Footguns

Posted Jul 18, 2021 1:25 UTC (Sun) by HelloWorld (guest, #56129)
In reply to: Footguns by Vipketsh
Parent article: Rust for Linux redux

> However, I think that there are still reasonable expectations for things the compiler will not do (e.g. start operating on non-rings).
Let's say you do an out-of-bounds write somewhere in your program. There's a chance that it might overwrite the piece of machine code that was generated from the "return be || !be" statement, and it might replace it with "return 0" (I'm aware of W^X etc, but not all platforms support that). There's no way the compiler can be expected to guard against that. I think a reasonable debate can be had about what exactly should trigger undefined behaviour, and it seems to me that compiler authors agree, as evidenced by the fact that they offer flags like -fwrapv. But I don't think it's reasonable to expect compilers to make any guarantees about what happens after UB has been invoked, not even for the be || !be example.

> Reality and de-facto standards are also important. For decades compilers compiled code with the semantics of wrapping 2's complement signed arithmetic thereby creating an implicit agreement that that's how signed integers work.
Again, SimCity was working fine for many years, despite having use-after-free bugs. Does that mean there's an "implicit agreement" that that's how free should “work”?
I think the standard should be that a behaviour should be preserved (at least optionally) if it has been around for a long time and a reasonable person might have specified it in some form of documentation. Reasonable people might have written a C standard where two's complement representation is specified for signed integer types. But no reasonable person would write a specification for free that says you can still use the data you just freed, because that just doesn't make sense. Now of course people have different ideas about what reasonable people would or wouldn't do, but my point is that “this has been working for years, so it must continue to work” just isn't sufficient by itself.

Footguns

Posted Jul 18, 2021 8:14 UTC (Sun) by Vipketsh (guest, #134480) [Link] (9 responses)

> There's a chance that it might overwrite ...

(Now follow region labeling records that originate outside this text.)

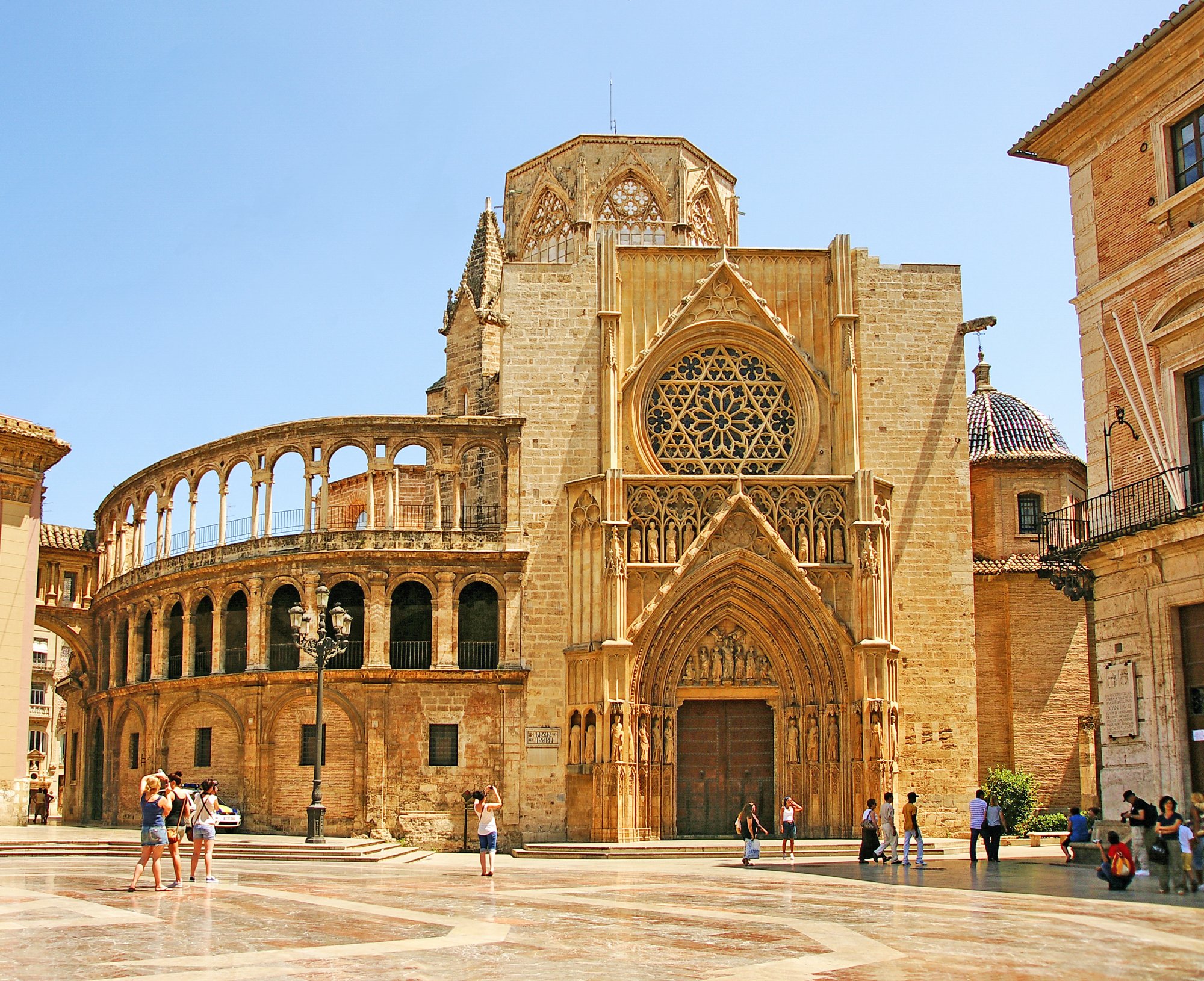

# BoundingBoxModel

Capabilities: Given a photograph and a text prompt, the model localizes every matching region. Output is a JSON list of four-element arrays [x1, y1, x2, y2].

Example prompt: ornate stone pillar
[[364, 572, 389, 668], [247, 575, 267, 670], [431, 572, 459, 668]]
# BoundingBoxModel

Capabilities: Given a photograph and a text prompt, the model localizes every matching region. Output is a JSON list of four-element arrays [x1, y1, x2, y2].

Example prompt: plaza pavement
[[0, 837, 1204, 981]]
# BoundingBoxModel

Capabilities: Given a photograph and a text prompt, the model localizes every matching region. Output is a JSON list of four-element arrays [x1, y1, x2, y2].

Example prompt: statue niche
[[678, 626, 778, 687]]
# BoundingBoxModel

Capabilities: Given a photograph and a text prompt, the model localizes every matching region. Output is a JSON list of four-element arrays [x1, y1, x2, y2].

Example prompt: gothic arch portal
[[616, 549, 866, 838]]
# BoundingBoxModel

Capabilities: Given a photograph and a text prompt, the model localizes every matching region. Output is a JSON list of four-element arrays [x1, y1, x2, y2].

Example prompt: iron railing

So, I think this is a key point to understand about C. In C you can and want to have pointers going to any arbitrary piece of memory (e.g. for I/O access) and as you say no standard can hope to define what happens when some data structure, or in more extreme cases, code is arbitrarily overwritten. The reasonable thing to do when analysing C code is to assume such things don't happen, and not to go out of your way to find such cases and generate garbage.

> There's no way the compiler can be expected to guard against that.

Sure, it's unreasonable to expect the compiler to guarantee that your pointers don't overwrite something you didn't expect. It's a completely different matter when the compiler goes out of its way to look for these things and then generating complete garbage, not because it's sane for some surprising reason, but because "it's allowed".

Let's also not forget that in the original example of (be || !be)=false there was no random overwriting of anything. It was reading an un-initialised variable, which is a little easier to reason about -- there is no explicit value one can expect when reading un-initialised variables, at the same time it is also reasonable to expect that the value that one gets does not fall outside of the set of allowed values for that type.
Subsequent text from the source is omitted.